Dário entrou na Hemobrás como servente de pedreiro. Fazia massa, carregava tijolos, areia, cimento. Virou auxiliar de serviços gerais. Serve café, limpa o escritório. “Mas esse não é o meu alvo. Pretendo ir um pouco mais adiante. Quero virar zelador”, diz o quase trapezista, que estudou apenas até a segunda série do ensino fundamental e só conviveu com os pais até os oito anos de idade, quando eles se separaram. Cada um foi para o seu lado. O menino, caçula de 11 filhos, “foi morar na casa dos outros”.
Dário viveu de casa em casa até ir parar na de uma irmã mais velha, em Goiana. Tinha 18 anos quando decidiu seguir com uma trupe circense. Durante cerca de um ano, trabalhou como peão. Desmontava e montava a lona. Fazia o serviço pesado, sempre sonhando com o picadeiro. Com o tempo, mudou de ideia. Largou o circo. “A gente vai descobrindo no decorrer da vida o que é o forte da gente, qual é o alvo. A gente vai fazendo um pouco até dizer ‘vou seguir por aqui’.” Mas ele não voltou logo para Goiana. Foi para Vitória de Santo Antão, onde trabalhou como garçom.
Dário ainda espera crescer na Hemobrás, onde trabalha desde 2010. Obras civis devem sem concluídas em 2014
Quando voltou para a casa da irmã, não estava mais só. Tinha conhecido Laudicéa, com quem decidiu construir uma família. Juntos fizeram Dário, 22, Daiane, 20, Douglas, 18, e Diego, 14. O mais velho já está encaminhado na vida. Tem o curso técnico de contabilidade e trabalha em uma empresa de montagem de câmeras de segurança. Daiane deu uma parada depois de concluir o ensino médio, mas Dário espera que ela se anime a continuar. O mais novo quer ser policial. E Douglas deseja trabalhar como auxiliar de escritório. “Disse para ele continuar estudando. Quando se sonha com os pés no chão fica mais fácil de alcançar o sonho”, ensina.

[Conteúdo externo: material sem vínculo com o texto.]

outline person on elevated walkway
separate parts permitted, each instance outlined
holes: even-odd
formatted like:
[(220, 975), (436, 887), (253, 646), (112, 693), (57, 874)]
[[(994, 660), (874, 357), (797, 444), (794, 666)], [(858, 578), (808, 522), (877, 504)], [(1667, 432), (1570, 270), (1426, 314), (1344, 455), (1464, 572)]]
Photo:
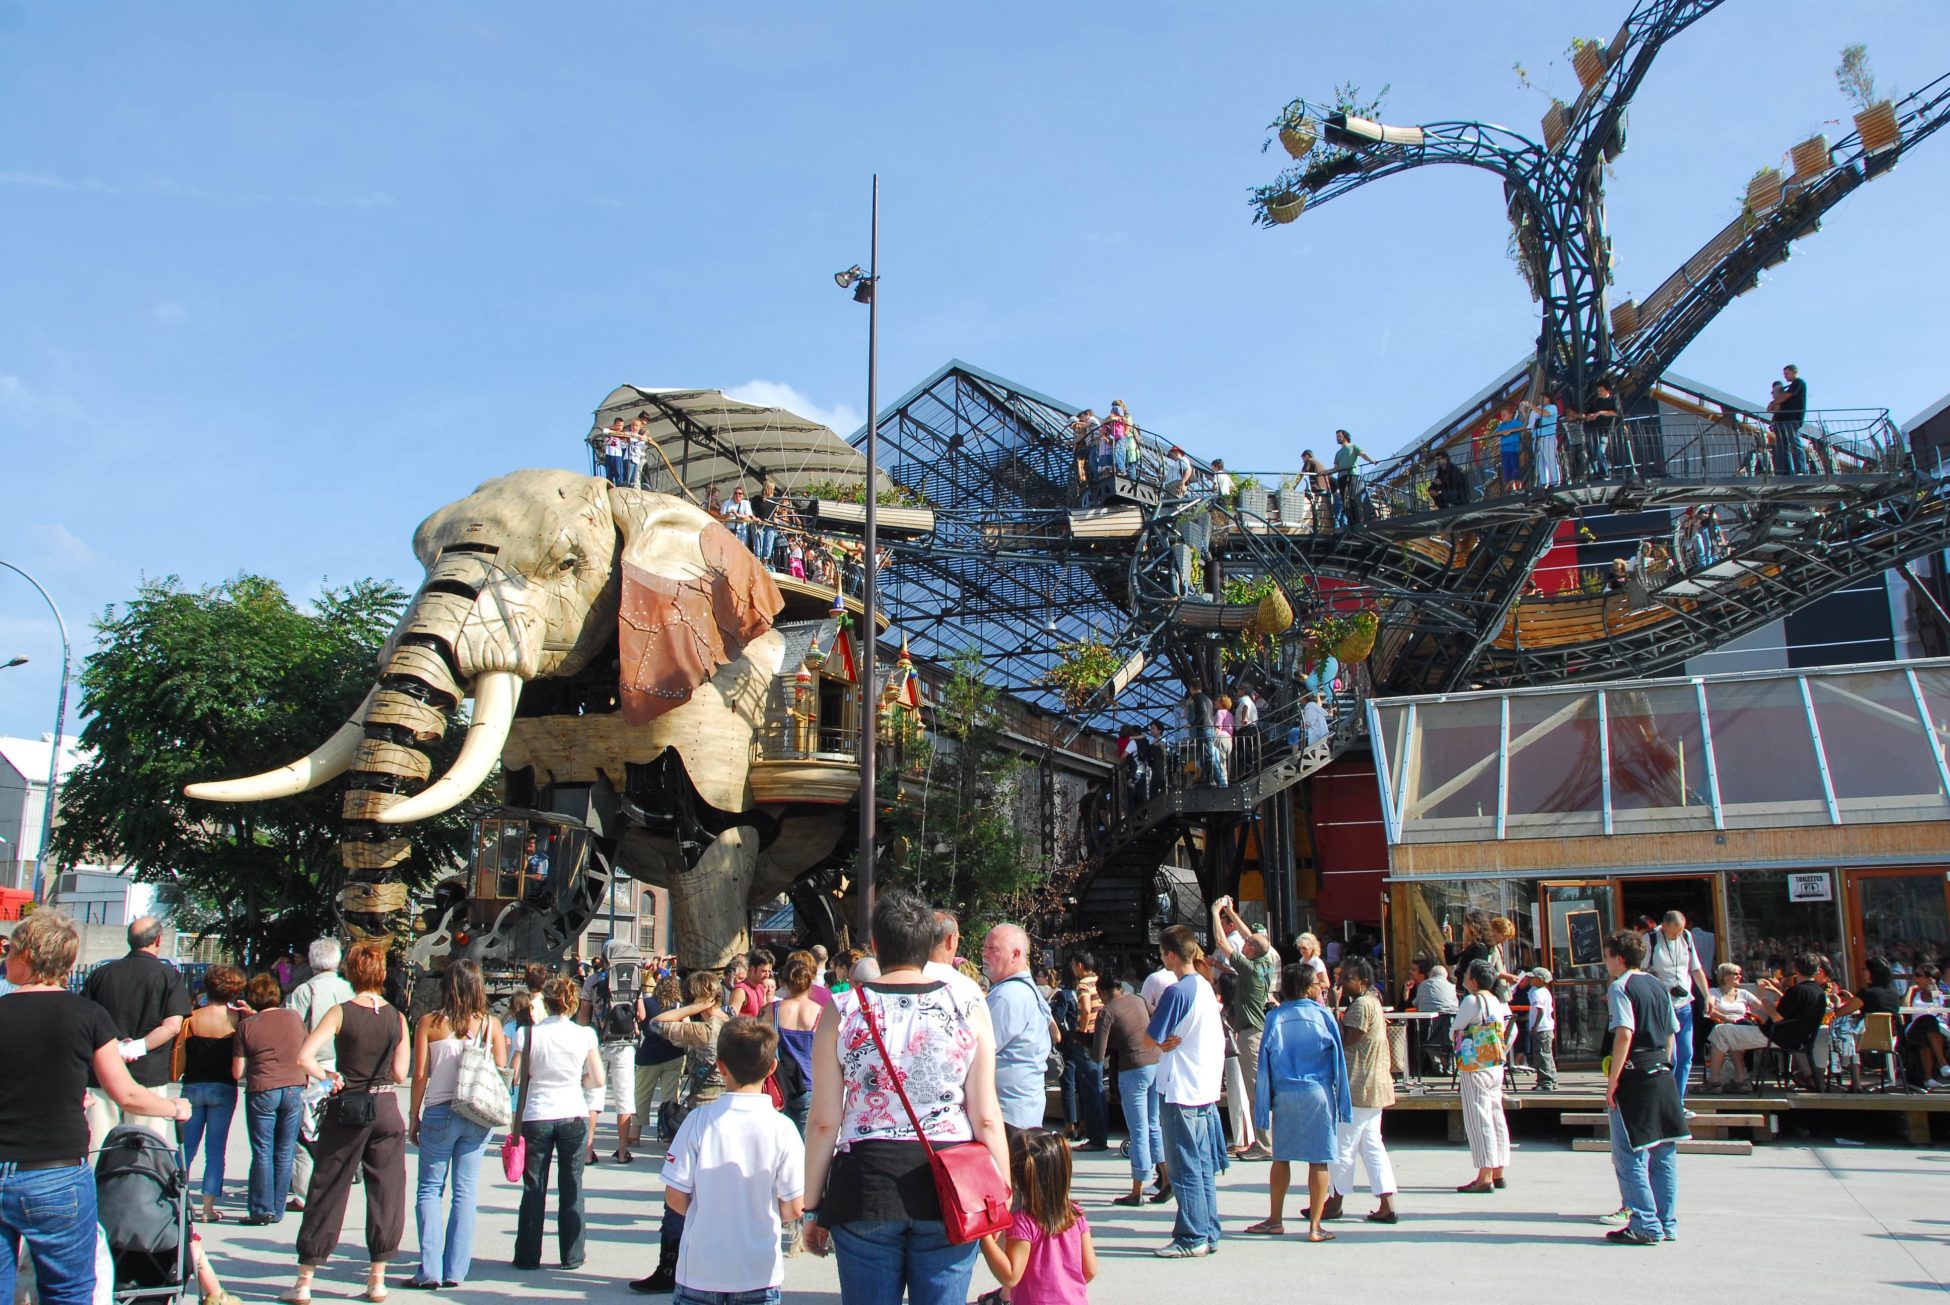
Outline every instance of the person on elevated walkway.
[(1366, 523), (1367, 495), (1361, 487), (1361, 461), (1374, 457), (1344, 430), (1334, 432), (1334, 526), (1346, 530)]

Agora Dário quer levar Laudicéa para trabalhar na Hemobrás. Se conseguir, será o primeiro emprego dela. Dário tem esperança. Aconteceu com ele, afinal. Foi o fim de um período de incertezas. A cana só dava emprego certo por cinco meses. Os outros sete eram de bicos. “Às vezes faltava o pão na mesa.” Hoje, a situação é diferente. Para ele e outras famílias. “As fábricas que estão vindo para cá vão abrir muitas vagas de emprego. Tem gente deixando a cana para trabalhar. Imagino que daqui a 10, 15, 20 anos nossos filhos e netos estarão empregados.” Mas para que eles estejam realmente empregados, ainda é preciso investir em qualificação.
O Senai e o Senac trabalham em parceria com a UPE, o Instituto Federal de Pernambuco (IFPE) e outras entidades para formatar um programa e capacitar 30 mil pessoas até 2015. Dados da Agência de Desenvolvimento de Goiana (AD Goiana) mostram que a instalação dos empreendimentos nos polos farmacoquímico (capitaneado pela Hemobrás) e automotivo (com a fábrica da Fiat à frente) deve gerar mais de 23 mil empregos até 2016. Mas o gargalo não está apenas na qualificação. “O saneamento tem que melhorar. E há muitas ruas esburacadas. Precisa melhorar para darmos boas-vindas a quem vem de fora”, lembra Dário.